Calle de Bruselas
EL TAXISTA DE BRUSELAS
Siempre habías admirado
cómo los árboles nórdicos, recién lavados siempre, ignoran la ansiedad de la lluvia;
cómo se hace allí, suavemente de noche,
y los bosques bálticos admiten a su lado los manzanos que dejan caer a plomo sus frutos en memoria de los nombres de Homero y Linneo;
y, aunque es en El Mediterráneo
donde te preguntas de qué color es el tiempo entre las poblaciones arbequinas de los olivos,
y es en la media tarde
de ese auténtico Mare Nostrum donde se despierta un rumor de las heridas, cicatrizadas apresuradamente, que repercute de rama en rama; y no es el gorrión, sino su canto el que se para, bajo las aceitunas acedas en la horquilla del tronco;
es bajo la luz del cobalto
junto a fuertes almendros y vistosos naranjos la noche meridional no acaba sin rendir saludos a los modestos arbustos cargados de granadas; y,
de rodillas implora
para que nunca más la filoxera vuelva a mermar las vides.
Levantas los ojos
-saliendo de tu ensimismamiento- hacia el tráfico de la noche fría y lluviosa de Bruselas. El taxista intenta conversar contigo. Con un acento francés más aburrido que el tuyo, desesperanzadamente, se queja de la vida, de los que odian a los flamencos.

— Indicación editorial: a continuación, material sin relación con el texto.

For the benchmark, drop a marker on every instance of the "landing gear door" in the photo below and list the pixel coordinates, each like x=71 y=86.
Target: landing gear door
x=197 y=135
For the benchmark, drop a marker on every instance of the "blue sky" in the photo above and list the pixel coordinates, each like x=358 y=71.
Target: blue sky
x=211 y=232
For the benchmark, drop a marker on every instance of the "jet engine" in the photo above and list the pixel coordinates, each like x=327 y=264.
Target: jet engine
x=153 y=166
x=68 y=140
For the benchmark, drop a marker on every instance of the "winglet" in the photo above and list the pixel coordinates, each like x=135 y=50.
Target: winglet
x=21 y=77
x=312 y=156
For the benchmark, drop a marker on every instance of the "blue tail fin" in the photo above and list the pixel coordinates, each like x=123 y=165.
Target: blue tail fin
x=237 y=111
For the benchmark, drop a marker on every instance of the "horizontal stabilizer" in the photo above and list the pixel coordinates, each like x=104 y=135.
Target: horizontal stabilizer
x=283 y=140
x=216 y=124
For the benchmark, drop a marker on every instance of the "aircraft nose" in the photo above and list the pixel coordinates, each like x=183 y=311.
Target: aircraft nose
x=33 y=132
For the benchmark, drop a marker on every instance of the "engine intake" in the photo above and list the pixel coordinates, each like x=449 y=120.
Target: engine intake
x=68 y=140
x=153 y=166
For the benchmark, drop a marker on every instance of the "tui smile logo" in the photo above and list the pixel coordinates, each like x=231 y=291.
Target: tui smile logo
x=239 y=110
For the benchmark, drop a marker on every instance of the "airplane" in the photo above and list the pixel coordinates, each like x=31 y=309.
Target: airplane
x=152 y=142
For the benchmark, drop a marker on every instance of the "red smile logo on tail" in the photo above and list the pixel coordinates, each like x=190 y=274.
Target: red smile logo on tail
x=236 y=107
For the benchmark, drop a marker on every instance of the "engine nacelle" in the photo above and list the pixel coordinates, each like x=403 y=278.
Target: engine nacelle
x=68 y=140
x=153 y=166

Asombrada por no corresponder
a la idea que tienes de la capital Bélgica le preguntas si la gente de esa ciudad no está contenta con el establecimiento de miles de políticos y funcionarios de toda Europa.
¿Toda esa parafernalia burocrática
no ha llevado riqueza y alegría a la ciudad?
Señora –dice-,
sólo soy un humilde taxista y no entiendo mucho de esas cosas, pero me parece que todos esos europeos que residen aquí se traen los bocadillos de jamón y tortilla de patatas… y la ropa… y los zapatos desde su casa en los vuelos diarios pagados por todos…
Y… la alegría
se la dejan olvidada en sus países porque aquí sólo vienen a cobrar.